“My father was extremely violent. Being a kid and living under his roof was pure hell. He was an alcoholic who never sobered or controlled himself. He would scream, he would yell, he would demand things, but all of that my siblings and I could handle. It was the other stuff, like the hitting, and the whipping, and the kicking, that was harder to accept.
“My father never apologized afterward; never said he was sorry. Honestly, that was better because even if he did, I knew it wasn’t true and that all he was doing was lying right to my face. Even as a kid, I hated being lied to.
“I used to wonder why my mother stayed. After all, he was even shittier to her than he was to us. It used to make me angry that she didn’t have more respect for herself. But still, she loved him through all of it. Because, to my mother, my father was something she could fix. A long-term project. All she wanted to do was heal the wounds my father carried. She had this idea of the type of man he could be if he tried to be better.
“So many times, I watched as he disappointed her. He would put the bottle down for a day, maybe even curve the sides of his lips into his own version of a smile, half convincingmy mother that he was capable of once again being the man she made vows to.
“After my sister died, my father grew worse. It didn’t seem possible. I mean, he was a monster to begin with, but he found a way. The smallest thing would send him over the edge and into a fit full of rage. He once bashed my mother’s head into the side of the kitchen island simply for asking him if he was okay. She wound up in the hospital for nearly a week with a brain bleed.”

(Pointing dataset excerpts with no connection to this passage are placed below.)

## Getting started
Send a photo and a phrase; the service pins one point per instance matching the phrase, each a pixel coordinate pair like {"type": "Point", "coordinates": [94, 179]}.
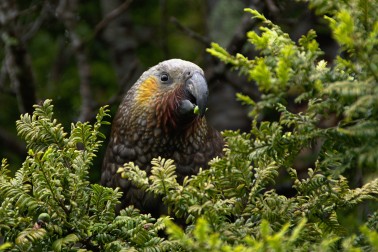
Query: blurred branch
{"type": "Point", "coordinates": [111, 16]}
{"type": "Point", "coordinates": [34, 27]}
{"type": "Point", "coordinates": [204, 40]}
{"type": "Point", "coordinates": [17, 60]}
{"type": "Point", "coordinates": [66, 12]}
{"type": "Point", "coordinates": [163, 28]}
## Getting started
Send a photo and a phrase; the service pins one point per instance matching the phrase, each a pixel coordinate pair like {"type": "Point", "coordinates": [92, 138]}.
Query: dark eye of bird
{"type": "Point", "coordinates": [164, 77]}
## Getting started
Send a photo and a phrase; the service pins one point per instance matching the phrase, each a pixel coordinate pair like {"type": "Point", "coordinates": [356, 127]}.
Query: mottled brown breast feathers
{"type": "Point", "coordinates": [150, 123]}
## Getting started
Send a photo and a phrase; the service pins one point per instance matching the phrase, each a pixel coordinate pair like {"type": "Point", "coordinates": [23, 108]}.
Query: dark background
{"type": "Point", "coordinates": [85, 54]}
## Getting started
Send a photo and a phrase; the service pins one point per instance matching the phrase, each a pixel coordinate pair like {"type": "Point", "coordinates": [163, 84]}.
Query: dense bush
{"type": "Point", "coordinates": [329, 109]}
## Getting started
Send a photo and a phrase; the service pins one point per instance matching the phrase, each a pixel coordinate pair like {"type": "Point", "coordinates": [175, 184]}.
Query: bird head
{"type": "Point", "coordinates": [174, 90]}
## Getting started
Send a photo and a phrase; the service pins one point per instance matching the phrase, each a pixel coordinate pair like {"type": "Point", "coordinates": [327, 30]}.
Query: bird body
{"type": "Point", "coordinates": [157, 118]}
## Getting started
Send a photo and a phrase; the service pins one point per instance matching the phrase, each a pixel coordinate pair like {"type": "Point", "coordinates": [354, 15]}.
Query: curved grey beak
{"type": "Point", "coordinates": [196, 85]}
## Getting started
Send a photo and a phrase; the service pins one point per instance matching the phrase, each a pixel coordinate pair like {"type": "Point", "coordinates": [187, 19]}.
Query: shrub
{"type": "Point", "coordinates": [234, 205]}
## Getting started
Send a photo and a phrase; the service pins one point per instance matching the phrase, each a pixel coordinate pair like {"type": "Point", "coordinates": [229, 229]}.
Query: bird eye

“Joey,” Ezra says, a sympathetic gaze roaming my body.
“My father has never once been proud of me. Growing up, it stung really fucking badly, but as I have gotten older, I have accepted the fact that he will never give a shit about any of my successes. I’m no longer mad at him for that. I can’t be. Not anymore.”
My father made me hate myself. Made me feel like a monster. Probably even turned me into one.
That’sthe world that I come from.
Ezra reaches out her hand for me to grab, but only the tips of our fingers brush one another. She looks at me with a gaze that fills my heart with a feeling I have never felt.
Love.
“Joey—”
“All I wanted was for him to be proud of me,” I whisper. “And yet he never was.”
“I’mproud of you. And I know it’s not the same, but I am. I am so fucking proud of you, Joey Odeh.”
I look at her, shaking my head.
“I have done some horrible things, Ezra. Look at where we are?”
“Hey, I’m right here with you.”
“How can you stand to look at me?”
Ezra rubs the scar on the tip of her nose with the padding of her left pointer finger.
“Because I have done some horrible things too.”
I shake my head.
“It’s not the same.”
“It may not be. But if a broken, damaged person cannot stand to look at another broken, damaged person, then how can they stand to look at themself?”
21
Chapter Twenty-One
After
EZRA
August 16th, 2023
Dear Diary,
Is it possible for another person’s screams to linger in your mind for the rest of your life? Because if so, I’d like to peace out here and now.